終業のチャイムが鳴ると、遥は稲穂に呼び止められた。


「遥さん。気をつけてください。今日は空気の流れがおかしいように感じます」

「空気の流れ?」

遥は眉をひそめた。


「はい。なんというか、あまり、いい感じがしない日というのでしょうか…」


遥は教室の端に歩いて行き、がらっと窓を開けて外の空を見上げた。

気温は低いが、いい天気だ。

雲はほとんど止まっていて、空はどこまでも青い。

静かな風はもちろん冷たいが、「おかしい」と感じさせるようなふうではない。

「なんにもないと思うけど…」


「いいえ」

稲穂は頑固だった。

「充分に気をつけてください」


遥はふうと息をつくと、笑った。

「わかったわ。
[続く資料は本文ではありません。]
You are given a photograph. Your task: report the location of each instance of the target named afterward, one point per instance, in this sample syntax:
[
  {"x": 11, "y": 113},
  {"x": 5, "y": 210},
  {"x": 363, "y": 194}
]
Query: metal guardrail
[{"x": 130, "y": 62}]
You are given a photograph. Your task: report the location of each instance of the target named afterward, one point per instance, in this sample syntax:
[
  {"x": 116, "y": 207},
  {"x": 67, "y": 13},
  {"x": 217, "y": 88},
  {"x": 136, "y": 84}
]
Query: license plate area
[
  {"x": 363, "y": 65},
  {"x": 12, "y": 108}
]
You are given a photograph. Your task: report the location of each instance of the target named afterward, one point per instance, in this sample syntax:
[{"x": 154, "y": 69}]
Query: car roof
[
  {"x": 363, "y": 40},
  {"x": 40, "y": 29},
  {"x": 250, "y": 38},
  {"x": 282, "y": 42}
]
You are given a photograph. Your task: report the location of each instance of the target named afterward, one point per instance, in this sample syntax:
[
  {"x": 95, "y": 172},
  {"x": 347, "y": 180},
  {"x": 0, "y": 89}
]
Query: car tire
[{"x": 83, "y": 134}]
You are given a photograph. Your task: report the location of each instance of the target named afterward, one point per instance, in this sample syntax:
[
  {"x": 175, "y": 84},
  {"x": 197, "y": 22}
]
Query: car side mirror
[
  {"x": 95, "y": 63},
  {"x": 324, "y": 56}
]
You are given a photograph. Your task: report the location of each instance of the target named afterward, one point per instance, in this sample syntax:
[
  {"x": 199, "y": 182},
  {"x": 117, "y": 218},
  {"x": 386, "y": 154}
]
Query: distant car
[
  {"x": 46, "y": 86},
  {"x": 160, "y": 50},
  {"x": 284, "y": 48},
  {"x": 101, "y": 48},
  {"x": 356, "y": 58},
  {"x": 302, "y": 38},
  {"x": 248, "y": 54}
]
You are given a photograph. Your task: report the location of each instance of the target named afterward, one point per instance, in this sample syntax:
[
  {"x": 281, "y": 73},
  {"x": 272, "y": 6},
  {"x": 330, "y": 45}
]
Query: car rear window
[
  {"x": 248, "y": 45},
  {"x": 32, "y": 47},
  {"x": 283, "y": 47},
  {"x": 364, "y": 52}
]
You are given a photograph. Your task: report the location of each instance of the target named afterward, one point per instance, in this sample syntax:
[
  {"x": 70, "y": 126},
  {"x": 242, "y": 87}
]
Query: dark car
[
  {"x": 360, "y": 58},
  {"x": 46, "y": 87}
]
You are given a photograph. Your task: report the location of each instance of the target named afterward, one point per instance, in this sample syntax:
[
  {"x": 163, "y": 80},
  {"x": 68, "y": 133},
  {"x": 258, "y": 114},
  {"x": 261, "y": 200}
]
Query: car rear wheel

まあ、心配してくれてるんだものね。気をつけるわよ」


「ええ。くれぐれも」

稲穂は頭を下げるとぱたぱたと走り去った。


その後ろ姿を見送ってから、遥は再び窓の外を見た。

なにも、変化はないように見える。いつもとなにも変わらないように見える。


確かに、今日はなにか気持ちが落ち着かないような気がする。でもそんなの、自己暗示みたいなものじゃないかしら。

今日はいつもと違うと言われると、そんな気がする、ただそれだけのことなのかもしれない。


遥はきびすを返し、クラスメートに手を振って挨拶を返しながら廊下に出た。

階段に行こうとすると、十メートル離れていてもよくわかるくるくる巻き頭が目について、遥はとととと駆け寄った。